We designed the SAC‐Net architecture, which effectively utilises the structural information of superpixels and the low‐level texture features of images by integrating an attention network (AttNet) and a constraint network (ConsNet), significantly enhancing the model's feature extraction capability under noisy labels.
We innovatively introduce confident learning into the weakly supervised segmentation task, proposing a label denoising and correction strategy that further improves the model's segmentation accuracy by iteratively optimising pseudo‐label quality.
Experimental results on two public datasets, MoNuSeg and TNBC [26, 27], demonstrate that this method performs excellently under weakly supervised settings, with segmentation performance being competitive and even approaching that of fully supervised methods.

Methodology

2

Pseudo Label Generation Method

2.1

Since fully supervised segmentation models rely on expensive pixel‐level annotations, this study aims to explore training high‐precision segmentation networks using only low‐cost sparse point annotations. However, existing deep CNNs typically require dense pixel‐wise masks to calculate loss functions and update weights. To bridge the gap between sparse point annotations and the requirement for dense predictions, we transform point annotations into two types of pseudo‐labels with complementary characteristics—Voronoi labels and superpixel labels—to construct preliminary supervision signals.

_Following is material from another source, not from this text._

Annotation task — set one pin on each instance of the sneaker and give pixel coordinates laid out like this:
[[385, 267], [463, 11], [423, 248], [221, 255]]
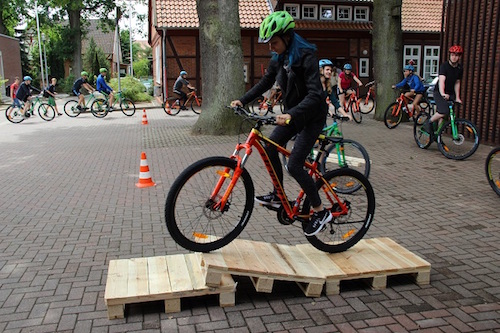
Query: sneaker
[[270, 200], [318, 220]]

First, to establish the ‘existence’ of nuclei and address cell adhesion in dense regions, we construct Voronoi labels using the positional information of point annotations. By applying a Euclidean distance transform to the centroids of cell nuclei, the image space is partitioned into multiple polygonal regions, ensuring that each region contains exactly one nucleus centroid [28]. This partition provides a strong global topological prior, enforcing separation between instances. However, Voronoi labels have significant limitations: their linear boundaries generated based on geometric distance often fail to fit the varying organic shapes of real nuclei and inevitably misclassify surrounding background as foreground, thereby introducing significant background noise [15].

To compensate for the deficiencies of Voronoi labels in boundary delineation, we further introduce superpixel labels based on the simple linear iterative clustering (SLIC) algorithm [24]. Leveraging local colour similarity and texture consistency, the SLIC algorithm clusters pixels into superpixel blocks that closely adhere to edges. Strategically, we label superpixel blocks containing point annotations as foreground (nuclei), whereas the rest are treated as background. Unlike Voronoi labels, superpixel labels keenly capture local structural features, significantly improving the boundary adherence of pseudo‐labels.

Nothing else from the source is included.